With their poor financial management and free-spending habits, Generation Y is particularly vulnerable to the future economic downturn, according to Mission Australia’s National Survey of Young Australians.

The survey found they have a more self-centred approach to finances than their predecessors, with 68.9 per cent of their income stemming from parental or family sources.

Further reinforcing this, statistics from the Insolvency and Trustee Service Australia (ITSA) reported that between 1998 and 2006, excessive credit card usage contributed to soaring bankruptcies among Gen Y, going up 118 per cent and expected to climb even higher.

Hall Chadwick insolvency partner Paul Leroy said these statistics demonstrate how ill-equipped, “both financial and economically”, Australia’s youth were and showed their vulnerability to the future economic downturn.
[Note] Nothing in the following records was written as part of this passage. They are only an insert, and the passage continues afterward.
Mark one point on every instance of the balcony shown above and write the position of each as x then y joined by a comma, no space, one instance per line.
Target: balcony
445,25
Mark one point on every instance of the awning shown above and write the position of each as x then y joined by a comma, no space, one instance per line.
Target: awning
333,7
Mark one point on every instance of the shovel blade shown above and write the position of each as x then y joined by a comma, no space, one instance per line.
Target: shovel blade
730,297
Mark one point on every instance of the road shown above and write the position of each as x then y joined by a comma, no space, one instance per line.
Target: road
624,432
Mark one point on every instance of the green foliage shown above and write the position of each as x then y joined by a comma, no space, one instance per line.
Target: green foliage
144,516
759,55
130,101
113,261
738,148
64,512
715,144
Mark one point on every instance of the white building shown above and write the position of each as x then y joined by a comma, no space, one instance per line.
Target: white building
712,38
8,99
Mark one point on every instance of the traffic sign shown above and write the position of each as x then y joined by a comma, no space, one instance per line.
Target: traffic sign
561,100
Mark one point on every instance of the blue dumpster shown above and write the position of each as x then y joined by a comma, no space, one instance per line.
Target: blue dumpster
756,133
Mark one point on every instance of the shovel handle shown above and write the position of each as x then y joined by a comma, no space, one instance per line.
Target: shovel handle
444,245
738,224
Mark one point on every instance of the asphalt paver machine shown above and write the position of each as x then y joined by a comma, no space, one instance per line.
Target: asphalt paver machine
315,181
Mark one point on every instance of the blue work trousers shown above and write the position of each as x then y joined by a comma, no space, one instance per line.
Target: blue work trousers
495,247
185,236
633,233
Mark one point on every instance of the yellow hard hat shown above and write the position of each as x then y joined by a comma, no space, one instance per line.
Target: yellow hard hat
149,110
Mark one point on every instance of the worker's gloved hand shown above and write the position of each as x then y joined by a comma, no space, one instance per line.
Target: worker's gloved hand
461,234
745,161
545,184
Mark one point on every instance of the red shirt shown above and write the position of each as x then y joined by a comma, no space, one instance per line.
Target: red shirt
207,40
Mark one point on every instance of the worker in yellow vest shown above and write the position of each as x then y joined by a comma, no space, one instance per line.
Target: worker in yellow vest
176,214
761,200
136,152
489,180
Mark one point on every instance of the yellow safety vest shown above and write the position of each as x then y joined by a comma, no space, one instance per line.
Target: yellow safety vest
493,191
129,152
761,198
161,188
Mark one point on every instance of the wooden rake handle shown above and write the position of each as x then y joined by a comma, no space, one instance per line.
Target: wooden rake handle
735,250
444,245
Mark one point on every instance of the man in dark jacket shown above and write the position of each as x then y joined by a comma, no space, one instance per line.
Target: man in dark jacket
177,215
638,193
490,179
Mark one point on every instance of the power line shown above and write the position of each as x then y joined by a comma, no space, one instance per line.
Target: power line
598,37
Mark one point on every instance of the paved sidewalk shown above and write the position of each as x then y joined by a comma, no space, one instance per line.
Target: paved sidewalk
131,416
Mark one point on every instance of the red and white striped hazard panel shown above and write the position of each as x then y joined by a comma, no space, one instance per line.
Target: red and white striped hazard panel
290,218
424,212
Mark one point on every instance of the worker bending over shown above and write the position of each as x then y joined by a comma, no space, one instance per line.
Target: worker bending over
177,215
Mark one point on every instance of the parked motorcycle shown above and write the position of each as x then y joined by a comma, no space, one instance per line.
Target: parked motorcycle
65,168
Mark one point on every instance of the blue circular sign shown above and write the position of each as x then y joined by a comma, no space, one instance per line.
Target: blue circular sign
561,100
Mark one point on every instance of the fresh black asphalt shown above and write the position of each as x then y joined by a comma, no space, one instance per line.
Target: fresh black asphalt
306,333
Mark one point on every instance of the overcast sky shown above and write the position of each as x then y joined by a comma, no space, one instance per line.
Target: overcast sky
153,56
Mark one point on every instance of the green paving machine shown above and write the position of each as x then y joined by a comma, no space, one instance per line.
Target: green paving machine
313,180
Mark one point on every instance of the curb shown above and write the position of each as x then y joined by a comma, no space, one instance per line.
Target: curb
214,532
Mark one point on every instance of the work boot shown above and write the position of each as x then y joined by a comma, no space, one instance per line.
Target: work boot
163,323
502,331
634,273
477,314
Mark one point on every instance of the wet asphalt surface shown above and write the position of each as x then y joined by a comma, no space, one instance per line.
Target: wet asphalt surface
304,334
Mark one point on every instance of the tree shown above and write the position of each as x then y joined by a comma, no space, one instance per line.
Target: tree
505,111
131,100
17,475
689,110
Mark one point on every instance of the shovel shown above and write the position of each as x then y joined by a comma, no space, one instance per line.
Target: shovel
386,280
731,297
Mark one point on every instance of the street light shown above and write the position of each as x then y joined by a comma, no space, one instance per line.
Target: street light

“If Generation Y fail to change their ‘spend now, save later’ habits, they are going to have to give up material benefits we enjoy in retirement, such as owning a house, driving a nice car, and cruising around the world,” he said.

“To change those habits, Generation Y needs to be first taught how to manage their everyday finances.” According to Leroy, Gen Y consumers were also unlikely to consider future retirement plans and demonstrated a higher inclination to ‘live for the present,’ or buy now, pay later.

“Parents should start teaching their Generation Y children how to manage personal finances, by avoiding impulse buying and encouraging saving habits, particularly regarding their future retirement,” he said.